Como a imensa maioria dos países capitalistas, foram incapazes de organizar quarentenas estritas e no início, garantir equipamentos de proteção adequados aos profissionais de saúde, aplicar testes massivos, rastrear os contágios e isolá-los, e garantir condições mínimas aos trabalhadores “essenciais”, com o agravante de uma resposta muito mais débil resposta de ajuda social, que tornam impossíveis as quarentenas na região: a “renda básica universal” ou como quiserem chamar, é imprescindível aqui para garantir o isolamento social; fora disso é um discurso perverso, que chama a “ficar em casa” enquanto a necessidade, sem necessidade de palavras,  empurra a sair.

Assim o Peru tentou realizar uma quarentena a força, com toque de recolher, quando a imensa maioria de sua população vive o dia a dia na informalidade: em conclusão, as pessoas saíram igual como podiam e há mais de 4000 policiais contagiados; o mercado de frutas La Victoria em Lima tinha 80% de seus trabalhadores contagiados quando preparava sua reabertura. O mesmo grau de informalidade do trabalho provocou aglomerações no Banco do Peru, o único que pagava o auxílio do governo. E dispõe hoje de 800 leitos de UTI, já ocupadas, para uma população de mais de 30 milhões de habitantes. No Chile, Piñera estabeleceu agora a quarentena em Santiago para parar o surto e as balas para parar os protestos daqueles que necessitam trabalhar dia a dia na informalidade para comer. No México faz dias que López Obrador fala de “vencer a curva de contágios” com o simples procedimento de não fazer testes, enquanto os mortos seguem aumentando em um número crescente.

Deixemos o Brasil a parte porque seu prognóstico é funesto se a mobilização não chegar a derrubar Bolsonaro: uma projeção da Universidade de Washington seus hoje 23.473 mortos até perto de 125.000, entre uma margem provável de 67.000 a 218.000.

O Imperial College em seu estudo inicial em março colocava o número de mortos entre 44.000 e 206.000, de acordo com quando se adotassem as medidas de distanciamento social; quanto maior a demora em implementar, mais perdas de vidas. Hoje insistem que, na ausência da introdução de medidas de controle para frear a transmissão, Brasil se encaminha a uma epidemia que continuará crescendo exponencialmente, e já alcançou os Estados Unidos em número de novas mortes diárias, e isso é só o começo.

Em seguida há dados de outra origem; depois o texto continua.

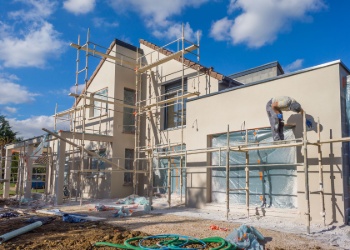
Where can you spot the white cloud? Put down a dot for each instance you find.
(297, 64)
(261, 20)
(40, 9)
(11, 92)
(10, 109)
(102, 22)
(175, 31)
(158, 13)
(27, 39)
(79, 90)
(79, 6)
(32, 126)
(32, 50)
(220, 29)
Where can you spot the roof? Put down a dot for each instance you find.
(114, 42)
(189, 63)
(257, 69)
(275, 78)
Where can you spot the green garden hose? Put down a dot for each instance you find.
(173, 241)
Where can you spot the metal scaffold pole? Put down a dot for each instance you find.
(306, 173)
(227, 172)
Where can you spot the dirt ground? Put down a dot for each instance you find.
(63, 235)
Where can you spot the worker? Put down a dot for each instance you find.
(274, 110)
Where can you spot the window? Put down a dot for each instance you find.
(128, 116)
(100, 108)
(173, 109)
(129, 161)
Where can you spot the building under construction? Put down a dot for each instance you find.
(153, 119)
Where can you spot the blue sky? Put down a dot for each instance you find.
(37, 65)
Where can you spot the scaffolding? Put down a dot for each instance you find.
(150, 151)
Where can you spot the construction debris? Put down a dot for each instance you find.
(246, 237)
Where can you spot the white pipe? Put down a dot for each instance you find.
(22, 230)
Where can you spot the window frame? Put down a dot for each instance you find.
(129, 165)
(129, 113)
(102, 108)
(174, 89)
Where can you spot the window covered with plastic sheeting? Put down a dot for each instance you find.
(160, 178)
(272, 173)
(128, 115)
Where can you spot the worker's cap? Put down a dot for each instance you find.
(295, 106)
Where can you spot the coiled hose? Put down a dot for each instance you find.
(171, 242)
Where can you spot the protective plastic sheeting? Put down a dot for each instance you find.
(160, 179)
(274, 186)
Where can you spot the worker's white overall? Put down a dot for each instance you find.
(276, 124)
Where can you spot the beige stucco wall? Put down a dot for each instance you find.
(317, 90)
(154, 86)
(115, 78)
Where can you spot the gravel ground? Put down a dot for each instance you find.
(279, 234)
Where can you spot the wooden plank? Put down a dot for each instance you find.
(93, 51)
(166, 59)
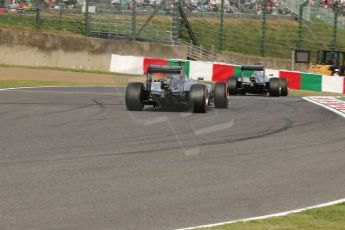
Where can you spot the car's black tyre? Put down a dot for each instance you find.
(284, 91)
(274, 87)
(134, 96)
(232, 85)
(199, 98)
(220, 95)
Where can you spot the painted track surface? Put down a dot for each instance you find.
(73, 158)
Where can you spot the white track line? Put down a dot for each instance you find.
(324, 106)
(268, 216)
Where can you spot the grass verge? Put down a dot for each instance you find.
(331, 217)
(33, 83)
(64, 69)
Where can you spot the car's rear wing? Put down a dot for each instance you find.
(253, 67)
(164, 69)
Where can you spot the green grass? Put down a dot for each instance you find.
(33, 83)
(66, 69)
(331, 217)
(240, 35)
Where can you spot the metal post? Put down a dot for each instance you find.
(38, 17)
(203, 7)
(293, 60)
(335, 23)
(133, 22)
(221, 30)
(239, 6)
(264, 26)
(175, 23)
(300, 27)
(86, 29)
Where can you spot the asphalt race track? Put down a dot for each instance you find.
(74, 158)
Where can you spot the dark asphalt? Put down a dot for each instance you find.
(74, 158)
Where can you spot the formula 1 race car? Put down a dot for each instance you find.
(257, 82)
(172, 89)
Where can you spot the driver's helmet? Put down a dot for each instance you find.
(258, 73)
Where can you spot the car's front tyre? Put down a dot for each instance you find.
(199, 98)
(134, 96)
(220, 95)
(274, 87)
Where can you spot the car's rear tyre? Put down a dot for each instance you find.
(284, 91)
(199, 98)
(274, 87)
(220, 95)
(134, 96)
(232, 85)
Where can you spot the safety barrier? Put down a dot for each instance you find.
(211, 71)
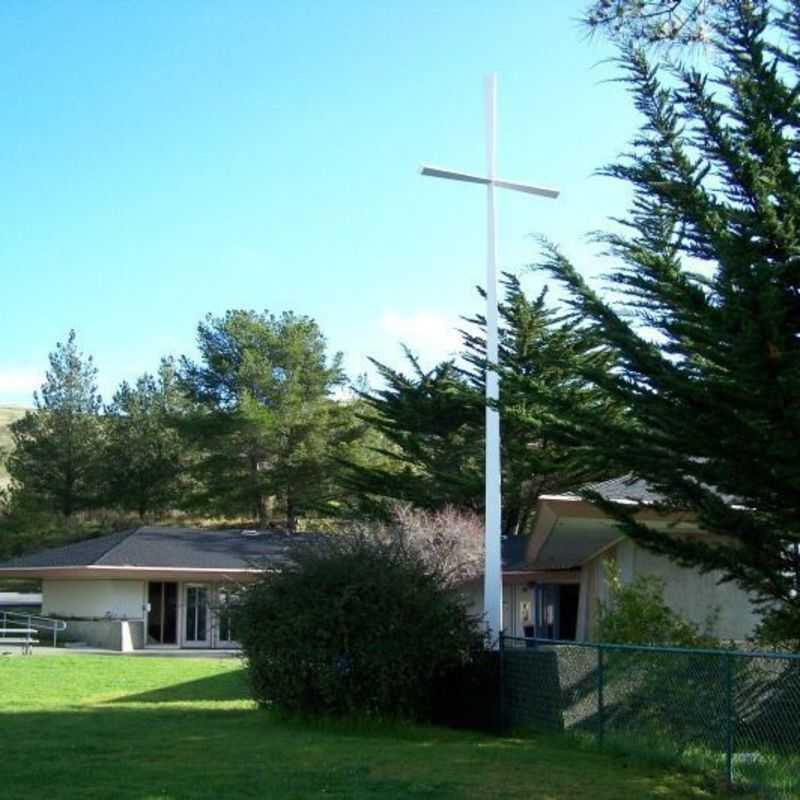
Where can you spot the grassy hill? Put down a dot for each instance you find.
(8, 414)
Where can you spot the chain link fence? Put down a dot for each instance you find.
(736, 713)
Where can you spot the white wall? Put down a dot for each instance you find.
(118, 599)
(685, 590)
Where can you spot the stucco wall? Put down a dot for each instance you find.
(117, 599)
(685, 590)
(124, 636)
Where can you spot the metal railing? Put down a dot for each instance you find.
(731, 712)
(12, 622)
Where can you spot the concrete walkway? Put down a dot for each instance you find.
(38, 650)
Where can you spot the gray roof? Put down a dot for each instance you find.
(186, 548)
(625, 487)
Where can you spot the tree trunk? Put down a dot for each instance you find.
(265, 510)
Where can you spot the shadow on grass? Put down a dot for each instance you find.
(211, 752)
(225, 686)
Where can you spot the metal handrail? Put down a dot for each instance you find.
(33, 622)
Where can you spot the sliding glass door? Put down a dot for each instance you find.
(195, 619)
(162, 613)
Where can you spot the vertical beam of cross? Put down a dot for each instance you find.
(493, 575)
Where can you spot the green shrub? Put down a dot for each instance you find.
(636, 613)
(357, 625)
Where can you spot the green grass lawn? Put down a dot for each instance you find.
(80, 726)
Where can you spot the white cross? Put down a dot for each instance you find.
(493, 577)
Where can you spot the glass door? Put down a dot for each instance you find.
(162, 613)
(195, 620)
(226, 636)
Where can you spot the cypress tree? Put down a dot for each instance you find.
(704, 315)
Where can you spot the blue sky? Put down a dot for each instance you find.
(164, 160)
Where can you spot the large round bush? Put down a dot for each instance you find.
(355, 626)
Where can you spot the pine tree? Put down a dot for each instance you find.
(706, 322)
(56, 457)
(144, 455)
(264, 420)
(433, 422)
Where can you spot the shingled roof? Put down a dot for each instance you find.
(625, 487)
(181, 548)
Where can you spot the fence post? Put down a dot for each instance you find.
(501, 723)
(601, 706)
(730, 720)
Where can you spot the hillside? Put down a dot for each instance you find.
(8, 414)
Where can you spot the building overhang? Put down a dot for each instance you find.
(151, 573)
(570, 531)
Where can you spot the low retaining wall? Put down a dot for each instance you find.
(108, 634)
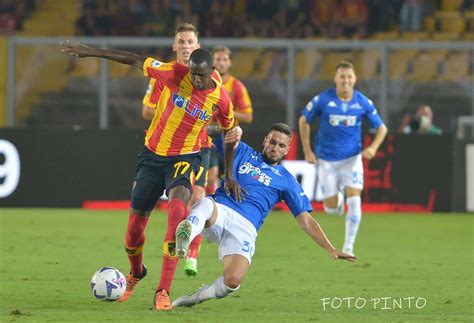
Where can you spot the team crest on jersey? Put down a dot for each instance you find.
(342, 120)
(194, 111)
(256, 173)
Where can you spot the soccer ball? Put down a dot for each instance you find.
(108, 284)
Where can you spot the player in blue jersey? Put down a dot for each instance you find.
(234, 225)
(338, 146)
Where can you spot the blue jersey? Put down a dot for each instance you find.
(266, 185)
(339, 135)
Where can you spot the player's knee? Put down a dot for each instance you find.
(330, 210)
(169, 249)
(140, 212)
(134, 236)
(133, 251)
(232, 280)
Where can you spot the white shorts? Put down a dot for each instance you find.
(334, 176)
(232, 232)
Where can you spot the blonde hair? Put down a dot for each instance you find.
(224, 49)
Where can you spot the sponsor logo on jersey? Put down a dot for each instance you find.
(342, 120)
(194, 111)
(344, 106)
(255, 172)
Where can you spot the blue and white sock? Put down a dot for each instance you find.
(200, 213)
(353, 218)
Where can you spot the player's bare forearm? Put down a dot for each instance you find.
(304, 130)
(244, 117)
(147, 112)
(229, 160)
(81, 50)
(379, 137)
(214, 130)
(313, 229)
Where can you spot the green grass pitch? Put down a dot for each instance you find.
(49, 255)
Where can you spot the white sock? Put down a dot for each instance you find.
(216, 290)
(353, 217)
(339, 210)
(200, 213)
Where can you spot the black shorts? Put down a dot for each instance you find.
(156, 174)
(202, 170)
(215, 158)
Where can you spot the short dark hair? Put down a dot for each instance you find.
(224, 49)
(345, 64)
(186, 27)
(200, 56)
(283, 128)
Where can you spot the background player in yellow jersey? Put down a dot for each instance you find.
(191, 96)
(243, 113)
(185, 42)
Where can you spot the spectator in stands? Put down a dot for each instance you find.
(123, 22)
(467, 5)
(352, 16)
(90, 24)
(411, 15)
(322, 17)
(382, 14)
(159, 19)
(217, 24)
(421, 123)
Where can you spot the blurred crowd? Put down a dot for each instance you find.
(255, 18)
(13, 13)
(240, 18)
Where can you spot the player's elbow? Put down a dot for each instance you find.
(249, 119)
(305, 220)
(147, 113)
(302, 122)
(383, 129)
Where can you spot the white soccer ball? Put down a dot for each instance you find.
(108, 284)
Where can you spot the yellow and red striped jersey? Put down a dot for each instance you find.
(238, 95)
(240, 100)
(182, 112)
(154, 89)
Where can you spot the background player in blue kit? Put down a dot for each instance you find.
(338, 146)
(234, 225)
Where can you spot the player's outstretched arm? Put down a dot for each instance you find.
(230, 184)
(305, 129)
(371, 150)
(313, 229)
(80, 50)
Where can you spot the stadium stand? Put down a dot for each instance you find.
(263, 71)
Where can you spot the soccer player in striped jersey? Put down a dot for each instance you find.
(338, 143)
(185, 42)
(233, 225)
(243, 113)
(189, 99)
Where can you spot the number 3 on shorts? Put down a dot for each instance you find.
(247, 247)
(184, 166)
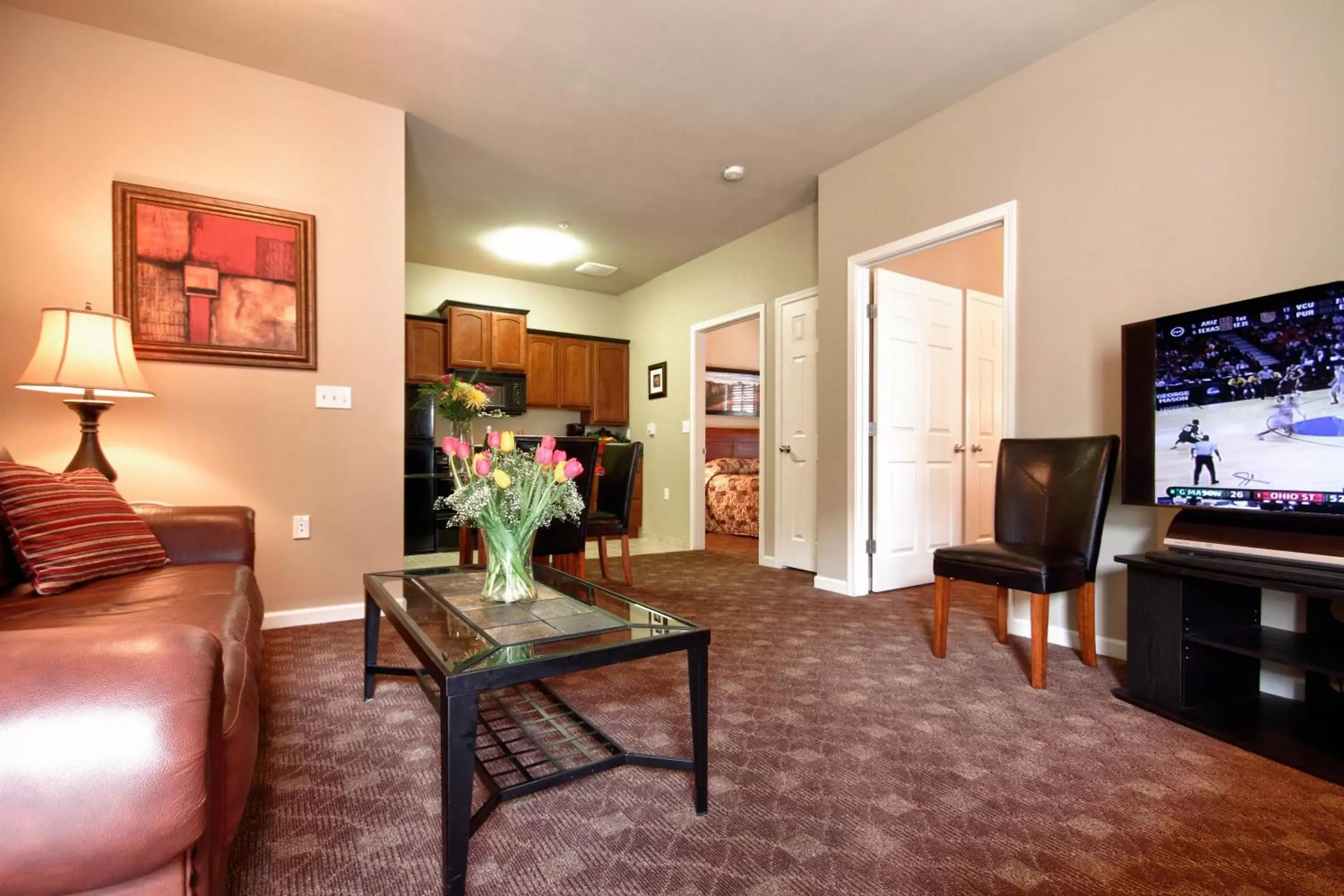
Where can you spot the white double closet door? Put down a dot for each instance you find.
(939, 408)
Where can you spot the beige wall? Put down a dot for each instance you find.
(554, 308)
(775, 261)
(82, 108)
(736, 346)
(975, 263)
(1187, 155)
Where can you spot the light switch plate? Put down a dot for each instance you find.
(336, 397)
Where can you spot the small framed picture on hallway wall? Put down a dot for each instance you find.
(213, 281)
(658, 381)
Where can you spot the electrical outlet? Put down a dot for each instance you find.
(336, 397)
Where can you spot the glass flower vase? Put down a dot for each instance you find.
(508, 564)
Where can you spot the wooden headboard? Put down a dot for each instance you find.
(728, 443)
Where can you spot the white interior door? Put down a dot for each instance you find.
(796, 472)
(984, 410)
(917, 452)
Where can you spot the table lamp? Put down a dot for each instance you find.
(85, 354)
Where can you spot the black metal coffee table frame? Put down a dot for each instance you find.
(457, 699)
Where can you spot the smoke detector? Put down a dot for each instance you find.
(594, 269)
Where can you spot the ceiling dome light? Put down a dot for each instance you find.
(533, 245)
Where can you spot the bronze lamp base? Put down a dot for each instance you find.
(90, 457)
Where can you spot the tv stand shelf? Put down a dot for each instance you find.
(1197, 644)
(1276, 645)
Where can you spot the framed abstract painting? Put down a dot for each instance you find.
(211, 281)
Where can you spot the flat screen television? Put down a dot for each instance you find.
(1238, 406)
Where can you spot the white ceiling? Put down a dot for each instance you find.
(617, 116)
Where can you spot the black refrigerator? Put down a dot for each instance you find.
(428, 477)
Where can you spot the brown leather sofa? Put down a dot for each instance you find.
(129, 718)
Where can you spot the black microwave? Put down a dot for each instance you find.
(507, 392)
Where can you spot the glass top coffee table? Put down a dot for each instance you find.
(483, 664)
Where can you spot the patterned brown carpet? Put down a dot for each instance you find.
(844, 759)
(738, 546)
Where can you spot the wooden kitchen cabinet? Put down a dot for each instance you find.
(468, 339)
(611, 385)
(543, 371)
(424, 350)
(508, 342)
(576, 374)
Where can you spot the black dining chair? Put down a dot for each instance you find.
(615, 495)
(565, 542)
(1050, 504)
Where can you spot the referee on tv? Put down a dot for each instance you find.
(1205, 452)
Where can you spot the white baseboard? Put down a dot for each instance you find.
(314, 616)
(1069, 638)
(836, 586)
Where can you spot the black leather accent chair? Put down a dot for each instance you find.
(1050, 504)
(615, 495)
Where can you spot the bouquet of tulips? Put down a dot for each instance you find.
(510, 495)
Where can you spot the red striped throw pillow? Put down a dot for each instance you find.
(73, 527)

O “inimigo invisível” de que falam todos os governos entretanto tem aliados bem visíveis: a informalidade do trabalho, as condições de moradia e superlotação, a má alimentação, a falta de água potável, as enfermidades associadas a pobreza que tornam a população mais vulnerável, foram condições que sucessivos governos aprofundaram, outros as arrastaram ou simplesmente as receberam, mas condições as quais nenhum avançou um milímetro em melhorar. Será então tarefa das e dos trabalhadores se organizarem e se colocarem em pé para modificar essas condições, lutando contra esses governos mantenedores da ordem social capitalista. Está será a melhor maneira de combater a pandemia.